December 2, 1923 - September 16, 1977: Age 53
One of the greatest opera singers of the 20th century, Maria Callas grew up in America but spent her youth in Greece. She had an unusual voice and a very strong personality, and experienced great success during the 50s and early 60s. Naturally a heavy woman, Callas undertook to lose 80 pounds in 1953-54, and her resulting slim, graceful figure ensured her status as a superstar outside of the opera world as well as within it. It was rumoured that she had lost the weight by use of a tapeworm, but there’s no evidence to support that, and she herself said she lost it through a judicious diet of chicken and salad greens.
It is possible the the large loss of weight led to vocal problems. When the body changes radically, the singer must compensate; because of Callas’ high profile, any difficulties, real or imagined, were made much of in the press. That, combined with personality clashes and accusations (not always justified) of difficult behaviour, led to the decline of her singing career. She lost confidence, and her vocal problems increased. Her last public performance was in 1974 and was described as “an artistic failure”.

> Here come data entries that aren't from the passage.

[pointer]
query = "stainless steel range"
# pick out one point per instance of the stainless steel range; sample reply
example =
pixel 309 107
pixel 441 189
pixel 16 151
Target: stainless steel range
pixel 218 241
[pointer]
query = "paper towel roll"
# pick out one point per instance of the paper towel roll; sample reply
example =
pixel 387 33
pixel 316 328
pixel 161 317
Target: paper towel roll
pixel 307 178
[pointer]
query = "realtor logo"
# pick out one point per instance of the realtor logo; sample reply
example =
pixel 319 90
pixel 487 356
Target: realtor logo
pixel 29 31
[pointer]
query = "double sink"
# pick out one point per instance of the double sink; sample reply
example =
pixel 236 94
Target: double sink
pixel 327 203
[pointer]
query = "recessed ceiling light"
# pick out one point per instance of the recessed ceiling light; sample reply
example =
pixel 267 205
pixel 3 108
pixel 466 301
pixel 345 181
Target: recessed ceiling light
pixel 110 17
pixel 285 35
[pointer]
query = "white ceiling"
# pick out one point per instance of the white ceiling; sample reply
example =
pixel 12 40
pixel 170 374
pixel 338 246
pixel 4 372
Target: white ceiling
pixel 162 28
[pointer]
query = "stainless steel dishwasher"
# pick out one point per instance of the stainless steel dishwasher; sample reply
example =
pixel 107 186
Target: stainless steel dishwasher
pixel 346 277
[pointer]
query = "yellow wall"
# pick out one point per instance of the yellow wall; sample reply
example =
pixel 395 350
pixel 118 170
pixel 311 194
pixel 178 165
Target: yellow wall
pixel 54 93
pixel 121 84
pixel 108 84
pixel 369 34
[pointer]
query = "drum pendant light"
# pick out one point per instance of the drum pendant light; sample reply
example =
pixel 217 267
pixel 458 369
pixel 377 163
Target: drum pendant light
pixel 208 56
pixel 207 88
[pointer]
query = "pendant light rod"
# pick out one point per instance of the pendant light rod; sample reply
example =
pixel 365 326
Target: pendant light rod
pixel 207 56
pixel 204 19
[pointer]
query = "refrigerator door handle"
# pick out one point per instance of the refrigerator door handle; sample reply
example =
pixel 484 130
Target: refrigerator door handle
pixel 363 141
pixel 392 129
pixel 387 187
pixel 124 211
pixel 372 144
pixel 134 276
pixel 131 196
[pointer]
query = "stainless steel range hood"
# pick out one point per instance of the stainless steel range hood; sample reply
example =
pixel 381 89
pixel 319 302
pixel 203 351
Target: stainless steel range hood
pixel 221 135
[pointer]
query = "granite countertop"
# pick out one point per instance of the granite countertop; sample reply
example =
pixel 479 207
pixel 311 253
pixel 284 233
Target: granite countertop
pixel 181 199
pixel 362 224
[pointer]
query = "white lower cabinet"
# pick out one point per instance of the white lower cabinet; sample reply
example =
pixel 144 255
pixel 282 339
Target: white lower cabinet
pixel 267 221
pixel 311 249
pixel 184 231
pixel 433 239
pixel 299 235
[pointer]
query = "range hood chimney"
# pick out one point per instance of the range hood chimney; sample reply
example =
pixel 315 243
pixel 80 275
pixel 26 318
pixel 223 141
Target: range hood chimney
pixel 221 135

She spent her final years a virtual recluse in Paris. On September 16, 1977 she doed, ostensible of heart failure, but there were rumours that her assistant murdered her in order to gain control of her considerable estate (she had no children). Nothing was ever proven, and the assistant did benefit greatly from her death (he was in her will and already had control of her estate before she died). However the accusation of murder was never taken seriously. It is likely that her heart failure was precipitated by overuse of sleeping aids.